For whatever reason, the community has refused to engage. Blame the region, not the university. Maybe it would be different if UB played in a power conference. I'm not sure about what might be. I just know what is, and it's not likely to change. Fans are missing a good show, but UB can't force them into the stadium.
"I want to compete for championships," Alnutt said. "I believe this is a league (the Mid-American Conference) where you're able to do that. It's not like the SEC. It's not like the Big 12 back in the day when Oklahoma and Nebraska were up there from a resource standpoint. … But I still believe this is an opportunity. It's even for us. We're committed to football."
Danny White arrived as athletic director with great expectations, too, and raised millions of dollars that made no tangible difference. Greene had a similar experience breaking ground on an $18 million fieldhouse that UB prays will be a game-changer for football. Despite all the money raised and spent, doubts persist.

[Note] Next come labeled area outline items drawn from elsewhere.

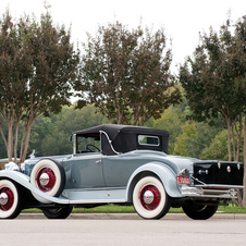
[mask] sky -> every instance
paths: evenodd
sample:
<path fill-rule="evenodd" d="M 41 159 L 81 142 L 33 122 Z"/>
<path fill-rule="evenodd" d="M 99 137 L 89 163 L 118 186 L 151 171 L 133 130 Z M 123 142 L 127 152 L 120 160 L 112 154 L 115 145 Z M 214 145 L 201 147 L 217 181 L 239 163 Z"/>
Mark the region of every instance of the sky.
<path fill-rule="evenodd" d="M 45 12 L 44 0 L 0 0 L 0 15 L 9 8 L 13 19 L 34 13 L 37 20 Z M 210 26 L 219 32 L 227 20 L 237 21 L 246 15 L 245 0 L 48 0 L 54 24 L 72 29 L 73 42 L 86 42 L 88 32 L 95 35 L 98 25 L 121 22 L 130 29 L 164 27 L 172 39 L 173 62 L 171 71 L 185 57 L 192 56 L 199 44 L 199 32 L 208 33 Z M 168 42 L 169 45 L 170 42 Z M 79 45 L 79 48 L 81 45 Z"/>

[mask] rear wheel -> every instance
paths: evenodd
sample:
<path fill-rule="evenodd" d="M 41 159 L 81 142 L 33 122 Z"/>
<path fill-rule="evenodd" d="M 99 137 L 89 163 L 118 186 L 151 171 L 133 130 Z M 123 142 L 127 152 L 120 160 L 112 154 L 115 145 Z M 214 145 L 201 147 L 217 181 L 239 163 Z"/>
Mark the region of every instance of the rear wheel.
<path fill-rule="evenodd" d="M 14 219 L 22 210 L 19 186 L 10 180 L 0 181 L 0 219 Z"/>
<path fill-rule="evenodd" d="M 171 198 L 158 179 L 146 176 L 134 187 L 133 205 L 142 218 L 161 219 L 170 209 Z"/>
<path fill-rule="evenodd" d="M 207 220 L 216 213 L 218 206 L 199 205 L 188 201 L 182 208 L 186 216 L 193 220 Z"/>
<path fill-rule="evenodd" d="M 65 208 L 44 208 L 42 212 L 48 219 L 65 219 L 72 212 L 73 207 L 65 207 Z"/>
<path fill-rule="evenodd" d="M 64 168 L 56 160 L 42 159 L 32 170 L 30 183 L 47 195 L 58 197 L 65 186 Z"/>

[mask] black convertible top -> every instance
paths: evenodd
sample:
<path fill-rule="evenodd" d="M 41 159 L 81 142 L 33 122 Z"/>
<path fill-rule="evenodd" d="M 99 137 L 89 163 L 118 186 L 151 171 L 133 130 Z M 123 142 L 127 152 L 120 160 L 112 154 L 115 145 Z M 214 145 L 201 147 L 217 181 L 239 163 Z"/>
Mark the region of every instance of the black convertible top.
<path fill-rule="evenodd" d="M 168 153 L 169 132 L 162 130 L 134 125 L 102 124 L 90 128 L 76 131 L 73 132 L 73 134 L 99 139 L 100 131 L 103 131 L 108 134 L 114 150 L 118 152 L 127 152 L 136 149 L 150 149 Z M 137 140 L 138 135 L 157 136 L 160 139 L 160 144 L 158 146 L 139 145 Z M 110 147 L 109 140 L 104 134 L 101 134 L 101 148 L 103 155 L 115 155 L 115 152 Z"/>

You'll hear people say how much revenue football generates, but it has been a financial loser for years. You'll see attendance figures for tickets sold when only a fraction of the total includes people in the stands. There were numerous games this season in which UB's basketball team drew more fans than the football team.

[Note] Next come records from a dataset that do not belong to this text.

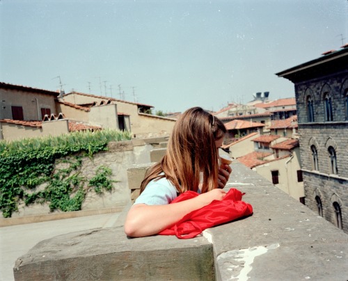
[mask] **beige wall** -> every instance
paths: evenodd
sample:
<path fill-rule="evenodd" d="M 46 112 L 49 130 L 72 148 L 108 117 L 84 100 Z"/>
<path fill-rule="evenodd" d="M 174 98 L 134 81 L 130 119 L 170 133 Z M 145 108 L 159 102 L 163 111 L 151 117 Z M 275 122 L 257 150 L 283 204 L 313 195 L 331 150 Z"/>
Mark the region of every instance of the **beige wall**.
<path fill-rule="evenodd" d="M 230 146 L 230 156 L 237 159 L 254 151 L 254 138 L 260 136 L 260 134 L 251 136 L 245 140 L 237 141 Z"/>
<path fill-rule="evenodd" d="M 1 122 L 0 139 L 15 140 L 20 138 L 35 138 L 45 136 L 58 136 L 69 132 L 67 120 L 59 120 L 42 122 L 42 127 L 22 126 L 15 124 Z M 2 138 L 1 138 L 1 135 Z"/>
<path fill-rule="evenodd" d="M 35 92 L 0 89 L 0 119 L 13 119 L 11 106 L 15 106 L 23 108 L 24 120 L 42 120 L 41 108 L 49 109 L 52 113 L 57 114 L 56 97 Z"/>
<path fill-rule="evenodd" d="M 77 104 L 91 104 L 93 102 L 98 103 L 106 99 L 107 97 L 101 98 L 97 96 L 79 95 L 78 93 L 65 95 L 63 99 L 65 102 Z M 132 102 L 117 100 L 113 101 L 112 103 L 117 105 L 118 113 L 129 115 L 131 131 L 136 137 L 165 136 L 170 134 L 173 130 L 175 120 L 139 113 L 138 105 Z M 103 106 L 100 106 L 101 108 Z M 94 107 L 98 106 L 93 106 L 90 109 L 92 110 Z"/>
<path fill-rule="evenodd" d="M 175 120 L 151 115 L 149 114 L 139 113 L 139 122 L 132 125 L 132 131 L 135 133 L 134 126 L 136 126 L 136 137 L 152 137 L 170 135 L 175 123 Z M 132 116 L 131 116 L 131 120 Z"/>
<path fill-rule="evenodd" d="M 303 183 L 297 182 L 297 170 L 301 170 L 299 147 L 292 151 L 292 156 L 260 165 L 253 170 L 271 182 L 271 171 L 278 170 L 279 184 L 276 184 L 276 186 L 296 200 L 304 197 Z"/>
<path fill-rule="evenodd" d="M 2 136 L 6 140 L 15 140 L 24 138 L 33 138 L 42 136 L 42 128 L 37 127 L 21 126 L 2 122 Z"/>
<path fill-rule="evenodd" d="M 76 109 L 63 104 L 58 105 L 59 112 L 64 114 L 65 118 L 74 121 L 88 122 L 88 111 Z"/>
<path fill-rule="evenodd" d="M 118 129 L 117 106 L 107 104 L 100 106 L 92 106 L 88 114 L 89 122 L 93 125 L 103 128 Z"/>
<path fill-rule="evenodd" d="M 42 136 L 59 136 L 69 133 L 69 122 L 67 119 L 42 122 Z"/>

It's disheartening, but UB has been unwavering in its commitment to football and its place in the MAC, even though better options could be available. During several recent conversations that I had with people associated with the Atlantic 10, many agreed UB would be a good fit for that conference for basketball and other sports.
The A-10 doesn't include football. The university has been so defiant about keeping the sport at the FBS level that it has refused to remotely consider downgrading football and upgrading basketball. Alnutt suggested Wednesday that he wanted UB to dominate before thinking about moving into another league.
"What conferences are looking for is the sustained growth of a department and the sustained growth of a university," he said. "If we can demonstrate that … you never know what's on the horizon. At the end of the day, our focus is to be the best we can be in the Mid-American Conference."
And that's the thing.
In case you didn't notice, Buffalo has been to the NCAA Tournament three times in the past four years in men's basketball. Fans were all aboard when the men's team beat fourth-seeded Arizona in the first round this year. The women's team reached the Sweet 16 and will play South Carolina on Saturday.
Nate Oats guided his team to a 27-9 record overall this year, and he believes the Bulls will be even better next year. Success is easier to sustain in basketball than football because fewer players are needed. Last year, the football team was one of the few bowl-eligible teams that failed to secure an invitation.
Look, I want to see UB football succeed as much as anyone. Imagine a full stadium and the excitement that comes with winning. It would be good for university. It would be good for Buffalo. It would be good for business, including my business.
But as we all know, it's more difficult than it appears.